Daher weist die UNESCO jedes Jahr auch auf sogenannte Minderheitensprachen hin, die oft von weniger als 10.000 Menschen gesprochen werden. In Deutschland hören beispielsweise Saterfriesisch, Niedersorbisch und Romanes zu den Minderheitensprachen. Saterfriesisch wird in der Nähe von Oldenburg noch von etwa 1.500 bis 2.500 Menschen gesprochen und Niedersorbisch wird in der Niederlausitz in Brandenburg von rund 7.000 Menschen gesprochen.

Diese Sprachen werden oft nicht mehr an Kinder weitergegeben und verlieren so nach und nach weiter an Bedeutung. Sterben die letzten Sprecher, geraten diese Sprachen oft ganz in Vergessenheit. Einige Sprachen, die nur von wenigen Menschen gesprochen werden, sind noch nicht einmal dokumentiert.

Zu den Sprachen, die Jahr für Jahr in Vergessenheit geraten oder vom Aussterben bedroht sind, gehören längst nicht nur die Sprachen indigener Völker, sondern auch europäische Sprachen. Ein Beispiel ist Sami. Sami wird im Norden Skandinaviens und in Teilen Russlands gesprochen und ist die Sprache einer dortigen Minderheit. Eine interessante Übersicht zu bedrohten Sprachen war zum Internationalen Tag der Muttersprache 2021 auch auf Zeit Online zu finden.

Ursprung in Pakistan

Der Tag der Muttersprache hat seinen Ursprung in Pakistan. Dort beschloss die damalige Regierung 1952, dass Urdu die alleinige Amtssprache werden sollte. Urdu wurde zu diesem Zeitpunkt nur von drei Prozent der Menschen als Muttersprache gesprochen. Die Menschen in Ostpakistan sprachen nur Bengalisch. In der Folge gab es Proteste, bei denen am 21. Februar 1952 mehrere Menschen starben.

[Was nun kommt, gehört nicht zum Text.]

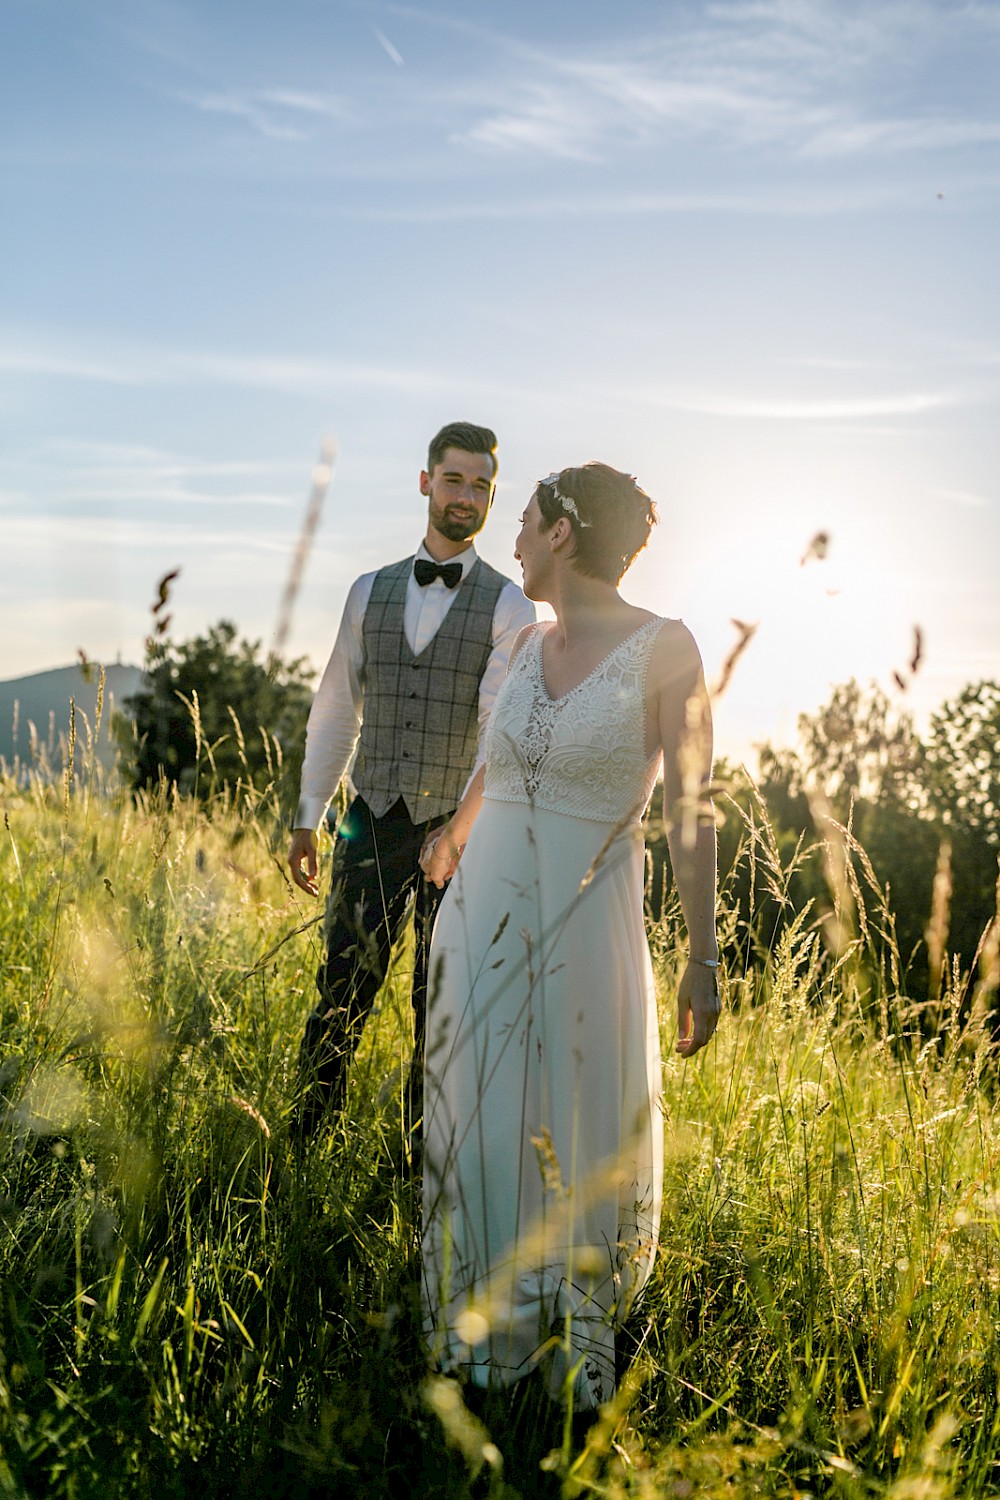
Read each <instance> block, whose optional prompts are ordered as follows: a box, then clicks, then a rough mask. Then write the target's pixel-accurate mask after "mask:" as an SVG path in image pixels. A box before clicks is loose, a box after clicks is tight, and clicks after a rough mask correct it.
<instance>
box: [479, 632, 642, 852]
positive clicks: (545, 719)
mask: <svg viewBox="0 0 1000 1500" xmlns="http://www.w3.org/2000/svg"><path fill="white" fill-rule="evenodd" d="M661 625H663V619H655V618H654V619H648V621H646V624H643V625H640V627H639V628H637V630H634V631H633V633H631V634H630V636H628V637H627V639H625V640H622V642H621V645H618V646H616V648H615V649H613V651H612V652H610V654H609V655H606V657H604V660H603V661H601V663H600V664H598V666H595V667H594V670H592V672H591V673H589V676H585V678H583V681H582V682H579V684H577V685H576V687H574V688H571V690H570V691H568V693H564V694H562V697H556V699H552V697H549V691H547V688H546V682H544V676H543V670H541V642H543V637H544V633H546V628H547V627H546V625H537V627H535V630H534V631H532V634H531V639H529V640H528V642H526V643H525V645H523V646H522V649H520V652H519V655H517V658H516V660H514V663H513V666H511V669H510V673H508V675H507V678H505V681H504V684H502V687H501V690H499V693H498V694H496V703H495V705H493V712H492V715H490V721H489V724H487V729H486V787H484V790H486V796H490V798H493V799H496V801H501V802H531V804H534V805H535V807H546V808H550V810H552V811H556V813H567V814H568V816H571V817H592V819H597V820H600V822H609V823H625V822H634V820H637V819H639V817H640V816H642V813H643V811H645V807H646V804H648V801H649V798H651V796H652V789H654V784H655V780H657V766H658V762H660V756H658V754H657V756H652V759H649V757H648V756H646V744H645V741H646V697H645V688H646V667H648V664H649V657H651V654H652V648H654V643H655V640H657V636H658V634H660V628H661Z"/></svg>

Später spaltete sich Ostpakistan vom Rest des Landes ab und der Staat Bangladesch entstand. Dort ist seit Anfang der 1970er Jahr der 21. Februar der „Tag der Märtyrer“, bzw. der Tag der Muttersprache, ein nationaler Feiertag. 1999 stellte Bangladesch dann einen Antrag bei der UNESCO, die den Tag zum Internationalen Tag der Muttersprache erklärte.

PEN hebt Romanes hervor

Die Autorenvereinigung PEN weist in diesem Jahr anlässlich des Internationalen Tags der Muttersprache besonders auf Romanes, die Sprache der Sinti und Roma, hin. PEN will damit auch auf ein friedliches Zusammenleben der verschiedenen Kulturen in Deutschland aufmerksam manchen. Laut dem UNESCO-Atlas der bedrohten Sprachen wird Romanes als bedroht eingestuft. Sinti und Roma werden in Deutschland seit 1998 gesetzlich als nationale Minderheit anerkannt. In Deutschland leben etwa 70.000 bis 150.000 Sinti und Roma.

Wie viele Sinti und Roma genau in Deutschland leben, ist nur schwer zu sagen und historisch problematisch. Im Nationalsozialismus wurde durch die rassenhygienische Forschungsstelle eine Zählung vorgenommen, auf deren Grundlage die Deportation und der Völkermord an den Sinti und Roma (Porajmos) durchgeführt wurde. Dem Völkermord an den Sinti und Roma fielen mindestens eine halbe Million Menschen zum Opfer.

Sinti, die größte Gruppe der Roma, leben schon seit über 600 Jahren in Deutschland. Ihre Muttersprache ist Romanes, die indogermanische Wurzeln hat und nur mündlich überliefert ist. Eine einheitliche Schriftsprache gibt es bisher nicht. Im Nationalsozialismus wurde in vielen Familien kein Romanes gesprochen. Seit den 1980er Jahren gibt es einige Vereine, die die Sprache wieder pflegen und Kindern vermitteln. Auch im RomArchive, dem Dokumentations- und Kulturzentrum Deutscher Sinti und Roma, werden Sprache und Kultur der Sinti und Roma gepflegt.

Wertschätzung von ganz unterschiedlichen Muttersprachen geht damit auch mit Völkerverständnis und Respekt gegenüber anderen Kulturen einher.